Я еще не спал, когда с поля боя привезли Голощекова. Два-три часа назад он командовал танковым соединением, введенным в прорыв, и сейчас буквально ввалился в тихий дом на окраине прифронтового городка. Высокий, плечистый, белобровый, в обожженном, испачканном комбинезоне, он заполнил собою комнату; передвигая стулья, прорвался сквозь их ряды к окну, чтобы проверить, где ставят машину, и снова побежал по комнате, потом припал грязными варежками к кафельным изразцам и тотчас сорвал варежку, ладонью пощупал, распорядился через плечо: «Затопите печь!» — и тут же, нечаянно повернув ко мне неподвижное лицо, оскалился в невеселом смешке. Горькие и злые мысли — о себе, о личной катастрофе и о танковых экипажах, которые с каждой минутой удалялись от него в крови и копоти боя, — видно, не прекращаясь, кружили в его голове, и сам он кружился, напомнив мне, как в тумане под Суровикином наш подбитый танк вращался на месте, взрыхляя под собой снег и желтый песок.

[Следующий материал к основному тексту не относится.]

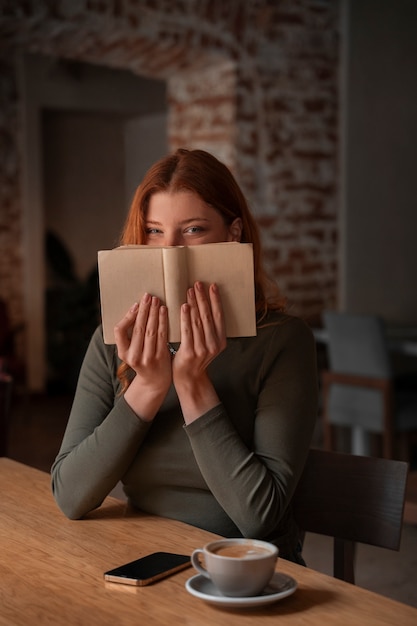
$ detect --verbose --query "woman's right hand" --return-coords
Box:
[114,293,172,421]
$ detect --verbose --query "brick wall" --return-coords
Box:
[0,0,339,376]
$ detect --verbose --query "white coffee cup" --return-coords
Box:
[191,538,278,597]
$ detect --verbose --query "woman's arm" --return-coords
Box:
[51,328,150,519]
[186,318,318,537]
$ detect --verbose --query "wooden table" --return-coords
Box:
[0,458,417,626]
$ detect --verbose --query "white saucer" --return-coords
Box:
[185,572,297,608]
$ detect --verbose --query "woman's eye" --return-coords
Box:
[186,226,203,235]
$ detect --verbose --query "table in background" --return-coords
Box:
[0,458,417,626]
[312,326,417,356]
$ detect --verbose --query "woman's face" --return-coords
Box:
[145,191,242,246]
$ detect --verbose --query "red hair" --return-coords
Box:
[118,148,285,391]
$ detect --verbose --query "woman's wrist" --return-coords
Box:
[124,377,168,422]
[174,374,220,424]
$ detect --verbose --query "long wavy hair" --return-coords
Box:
[118,148,285,393]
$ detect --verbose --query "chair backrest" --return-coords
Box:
[293,449,408,583]
[323,311,392,378]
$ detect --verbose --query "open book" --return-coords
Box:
[98,242,256,344]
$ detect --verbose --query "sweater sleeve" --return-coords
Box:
[51,327,149,519]
[186,318,318,538]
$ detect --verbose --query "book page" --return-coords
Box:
[98,242,256,344]
[98,246,165,344]
[187,242,256,337]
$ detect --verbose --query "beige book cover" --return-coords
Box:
[98,242,256,344]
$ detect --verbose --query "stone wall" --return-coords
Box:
[0,0,339,376]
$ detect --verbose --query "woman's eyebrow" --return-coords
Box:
[145,216,210,226]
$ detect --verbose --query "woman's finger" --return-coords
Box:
[193,282,222,353]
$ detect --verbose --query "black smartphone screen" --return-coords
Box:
[104,552,191,586]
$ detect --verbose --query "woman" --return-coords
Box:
[52,150,317,561]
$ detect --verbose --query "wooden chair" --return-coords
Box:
[321,311,417,461]
[293,449,408,583]
[0,372,13,456]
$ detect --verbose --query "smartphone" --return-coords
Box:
[104,552,191,587]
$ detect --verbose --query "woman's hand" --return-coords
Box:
[114,294,172,421]
[172,282,226,423]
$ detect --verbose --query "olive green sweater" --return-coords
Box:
[52,312,318,558]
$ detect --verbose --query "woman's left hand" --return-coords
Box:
[172,281,226,423]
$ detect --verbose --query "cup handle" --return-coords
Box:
[191,548,210,578]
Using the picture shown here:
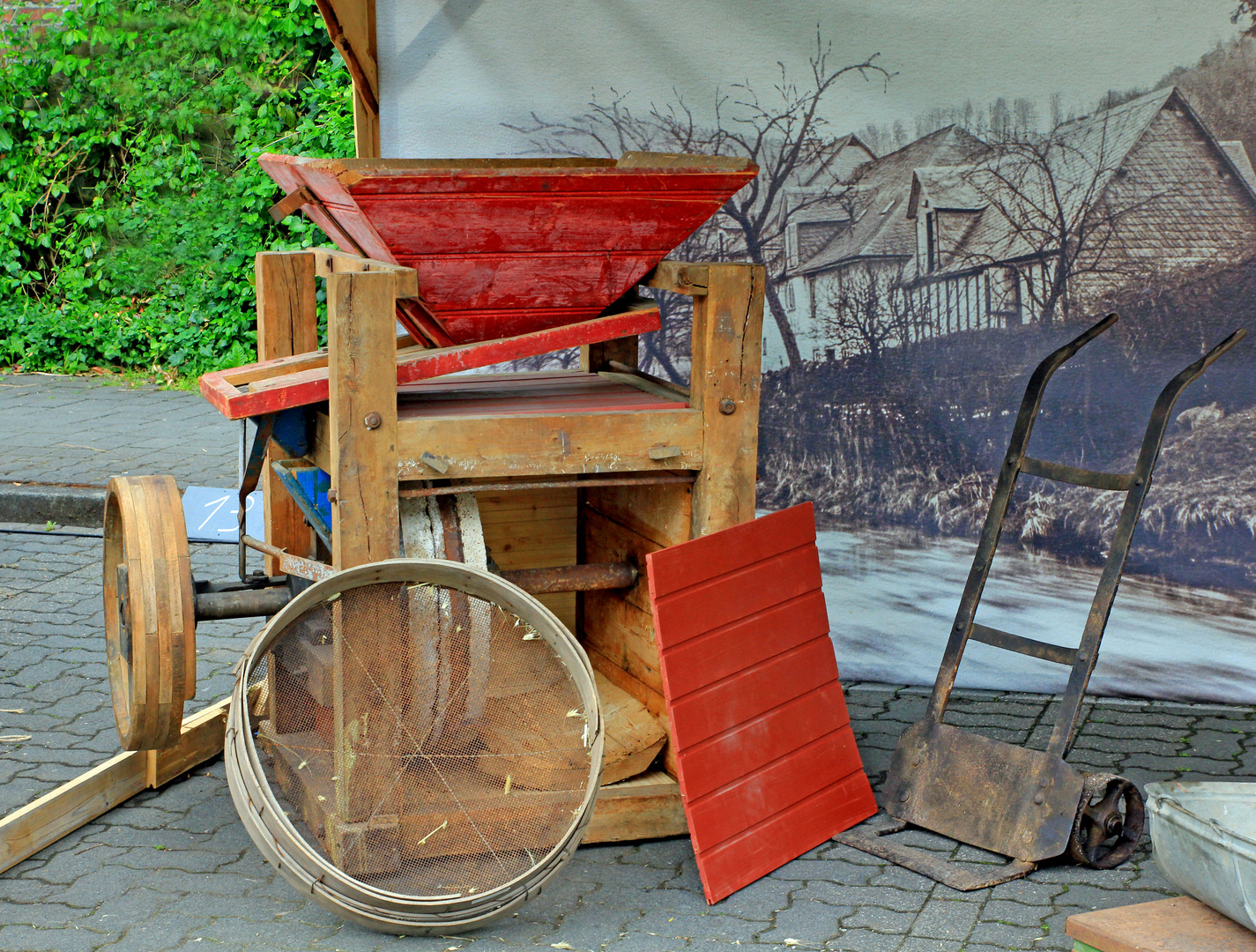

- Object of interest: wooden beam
[0,698,231,873]
[254,251,318,576]
[316,0,379,159]
[689,264,765,539]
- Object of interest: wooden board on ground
[647,503,877,903]
[0,698,230,873]
[1064,896,1256,952]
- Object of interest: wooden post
[327,271,399,864]
[689,264,765,539]
[327,271,401,569]
[254,251,318,576]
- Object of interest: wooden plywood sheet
[1064,896,1256,952]
[645,503,877,903]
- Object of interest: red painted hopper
[257,152,759,346]
[201,152,759,420]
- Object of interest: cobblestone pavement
[0,375,240,486]
[0,376,1256,952]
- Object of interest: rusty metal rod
[397,472,694,499]
[196,585,293,621]
[502,562,636,595]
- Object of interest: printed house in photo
[783,88,1256,359]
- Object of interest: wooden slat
[689,265,763,539]
[0,698,230,872]
[254,251,318,576]
[645,503,877,903]
[314,409,702,480]
[1064,896,1256,952]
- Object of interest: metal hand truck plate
[834,314,1246,890]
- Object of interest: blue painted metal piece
[262,407,313,458]
[270,462,331,549]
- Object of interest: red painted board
[200,308,659,420]
[257,154,759,344]
[645,503,877,903]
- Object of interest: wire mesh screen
[249,582,597,896]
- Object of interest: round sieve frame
[224,559,603,934]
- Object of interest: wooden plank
[313,409,702,480]
[689,265,763,538]
[645,503,877,903]
[327,271,402,569]
[254,251,318,576]
[594,671,667,785]
[0,698,230,873]
[584,485,692,547]
[200,305,659,420]
[584,591,663,693]
[582,771,688,845]
[642,261,711,296]
[1064,896,1256,952]
[580,335,639,373]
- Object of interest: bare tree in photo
[821,264,917,359]
[506,33,892,364]
[940,107,1178,323]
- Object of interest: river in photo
[818,529,1256,703]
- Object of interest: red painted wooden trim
[647,502,819,598]
[200,308,661,420]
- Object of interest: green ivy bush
[0,0,353,378]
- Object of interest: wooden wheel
[104,476,196,750]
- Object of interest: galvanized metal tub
[1147,780,1256,932]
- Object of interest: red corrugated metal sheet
[645,503,877,903]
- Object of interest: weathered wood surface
[1064,896,1256,952]
[200,305,659,420]
[0,698,230,872]
[594,671,667,786]
[254,251,318,576]
[313,409,702,480]
[647,503,877,903]
[249,154,757,343]
[689,265,763,539]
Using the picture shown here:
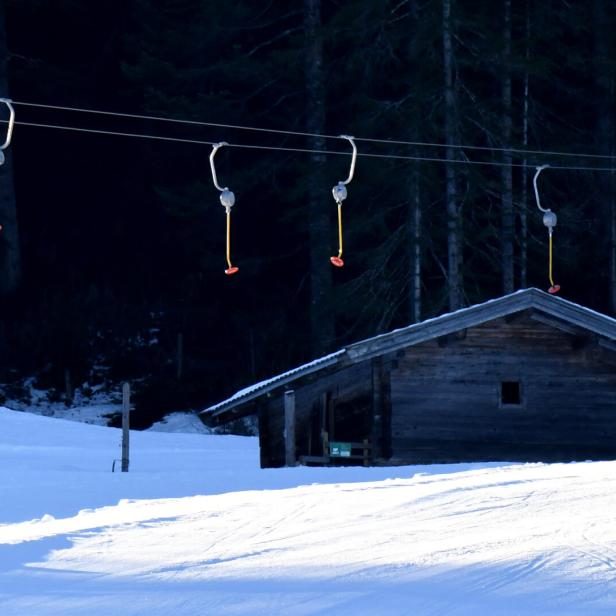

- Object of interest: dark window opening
[501,381,522,406]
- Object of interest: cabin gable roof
[201,288,616,423]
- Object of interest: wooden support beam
[284,390,297,466]
[122,383,130,473]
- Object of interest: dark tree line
[0,0,616,424]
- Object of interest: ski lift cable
[8,101,616,160]
[0,120,616,173]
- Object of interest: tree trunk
[0,3,21,297]
[501,0,514,294]
[304,0,334,357]
[408,164,421,323]
[443,0,462,310]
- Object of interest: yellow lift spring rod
[210,141,240,276]
[533,165,560,294]
[329,135,357,267]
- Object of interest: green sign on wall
[329,441,351,458]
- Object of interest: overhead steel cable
[12,101,616,160]
[0,120,616,173]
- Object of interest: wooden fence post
[122,383,130,473]
[284,390,296,466]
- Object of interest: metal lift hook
[533,165,550,212]
[210,141,229,192]
[340,135,357,184]
[0,98,15,165]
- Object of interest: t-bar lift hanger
[210,141,240,276]
[0,98,15,165]
[533,165,560,294]
[329,135,357,267]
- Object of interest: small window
[501,381,522,406]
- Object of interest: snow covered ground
[0,408,616,616]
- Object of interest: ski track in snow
[0,409,616,616]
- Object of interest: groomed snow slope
[0,409,616,616]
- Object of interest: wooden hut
[203,289,616,467]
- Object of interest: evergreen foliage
[0,0,616,423]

В полутьме я притаился на диванчике. А он метался, бормотал, матерщинничал. Он был в том состоянии, когда человек не помнит себя, а ты его не тронь, погоди. Я догадывался, что его душевные силы изорваны в бою, как гусеницы танка, а здоровая натура еще требует движения — командовать, стрелять, бежать куда-то, — и он расходовал, расходовал себя, шагая в унтах по красным половицам, надраенным ординарцами до блеска в тихой квартирке прокурора.
Голощеков не услышал обычного военного приветствия вышедшего к нему прокурора, он не ответил на приветствие.
— Отстрелялся… — хрипло пробормотал Голощеков, как будто даже прокурору приказывая подчиниться такому итогу, как будто распоряжаясь дальнейшими действиями прокурора, дав исчерпывающую оценку своей судьбе, самому страшному несчастью, какое только может настигнуть офицера в бою — быть отстраненным от боя.
— Плохо воевали? — спокойно сказал прокурор. — Ну что ж, бывает.